Literatura en lenguas ibéricas vs. anglosajona: el mito del Siglo de Oro y la hegemonía cultural
A mediados del siglo XX, el dramaturgo británico Noël Coward cosechó un éxito internacional con "Un espíritu burlón", comedia aclamada como obra maestra. Décadas después, se demostró que era un plagio casi literal de "Un marido de ida y vuelta", del español Enrique Jardiel Poncela. La obra de Jardiel, sin embargo, apenas se recuerda hoy ni siquiera en España. Este pequeño episodio condensa la tensión que atraviesa el debate sobre la literatura en lenguas ibéricas y la anglosajona: ¿es realmente superior una tradición a otra, o hablamos de hegemonía cultural disfrazada de mérito literario?
El Siglo de Oro como pico insuperable
Quienes defienden la superioridad de la literatura española suelen apelar al Siglo de Oro. Cervantes, Lope de Vega, Calderón, Quevedo… un catálogo de genios que, sostienen, no tiene parangón en la literatura inglesa de la misma época. La comparación inevitable es entre Lope de Vega y Shakespeare. Algunos análisis señalan que Lope dominaba mejor la fórmula y el tempo dramático, mientras que Shakespeare tocaba aspectos más profundos del alma humana. Pero el punto clave es que el gran teatro francés del siglo XVII imitó al español, no al inglés; la hegemonía cultural anglosajona llegó después, con el Imperio británico y la globalización.
La lengua como campo de batalla
Un argumento recurrente es la riqueza lingüística del español frente al inglés. El español tiene modo subjuntivo, distingue entre ser y estar, y ofrece una flexibilidad que el inglés, con su gramática más rígida, no posee. De hecho, se dice que Shakespeare "le sacó el partido que podía a un idioma sin modo subjuntivo". Esta ventaja estructural permitiría a los escritores en español mayor precisión y matices. Sin embargo, los defensores de la literatura anglosajona replican que la lengua es un vehículo, no el fin: la grandeza de Shakespeare no está en el inglés, sino en su capacidad de crear universos.
El peso de la hegemonía: ¿Shakespeare sobrevalorado?

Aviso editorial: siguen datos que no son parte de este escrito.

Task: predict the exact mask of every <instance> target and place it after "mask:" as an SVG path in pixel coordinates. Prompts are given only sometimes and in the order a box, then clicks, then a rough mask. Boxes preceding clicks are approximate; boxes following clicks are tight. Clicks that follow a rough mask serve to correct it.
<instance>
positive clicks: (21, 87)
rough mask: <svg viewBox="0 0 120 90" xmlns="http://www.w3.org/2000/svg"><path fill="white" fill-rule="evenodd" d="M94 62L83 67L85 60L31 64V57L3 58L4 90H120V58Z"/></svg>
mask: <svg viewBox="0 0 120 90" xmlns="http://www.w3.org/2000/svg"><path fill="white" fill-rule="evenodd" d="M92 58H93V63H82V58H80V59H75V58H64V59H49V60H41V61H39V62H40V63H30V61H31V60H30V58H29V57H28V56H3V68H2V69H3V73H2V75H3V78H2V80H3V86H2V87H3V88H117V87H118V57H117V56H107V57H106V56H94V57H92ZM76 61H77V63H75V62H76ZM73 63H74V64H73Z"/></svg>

Parte del debate gira en torno a si Shakespeare está sobrevalorado por la hegemonía cultural anglosajona. Se argumenta que su lugar en el canon se debe más a la influencia del Imperio británico que a su calidad intrínseca. Como contrapunto, se señala que la comedia española del Siglo de Oro, con autores como Lope o Tirso de Molina, fue imitada por los dramaturgos franceses, mientras que el teatro isabelino apenas dejó huella en el continente. Pero quienes se oponen a esta visión recuerdan que la literatura inglesa no es solo Shakespeare: tiene a Milton, Dickens, Austen, Woolf, y una tradición novelística que en los siglos XIX y XX marcó el rumbo del realismo y la modernidad.
Literatura moderna: ¿dónde están los Cervantes de hoy?
Si el Siglo de Oro es el gran orgullo español, la literatura posterior genera más discrepancias. Algunos críticos lamentan que la novela en español, salvo excepciones, cayera en un "realismo garbancero" o en un "prosa pancho-caribeña" al estilo de García Márquez. La literatura anglosajona, en cambio, ofrece una nómina contemporánea que incluye a autores como Pynchon, Auster, DeLillo o McCarthy. El problema, se dice, es que el mercado y la crítica anglosajona imponen su criterio a nivel global, dejando en segundo plano a autores en español que no encajan en el molde.
El dato que descoloca
El caso de Jardiel Poncela es sintomático: sus obras, geniales y originales, fueron plagiadas por un autor consagrado en inglés, y hoy apenas se representan. Mientras "Un espíritu burlón" de Coward sigue siendo un clásico del teatro anglosajón, "Un marido de ida y vuelta" es un título que solo conocen los especialistas. La literatura no se mide solo en calidad, sino en visibilidad. Y la visibilidad la dicta quien tiene el altavoz más potente. Hasta que eso no cambie, el debate sobre superioridad literaria seguirá siendo, en buena medida, una cuestión de poder.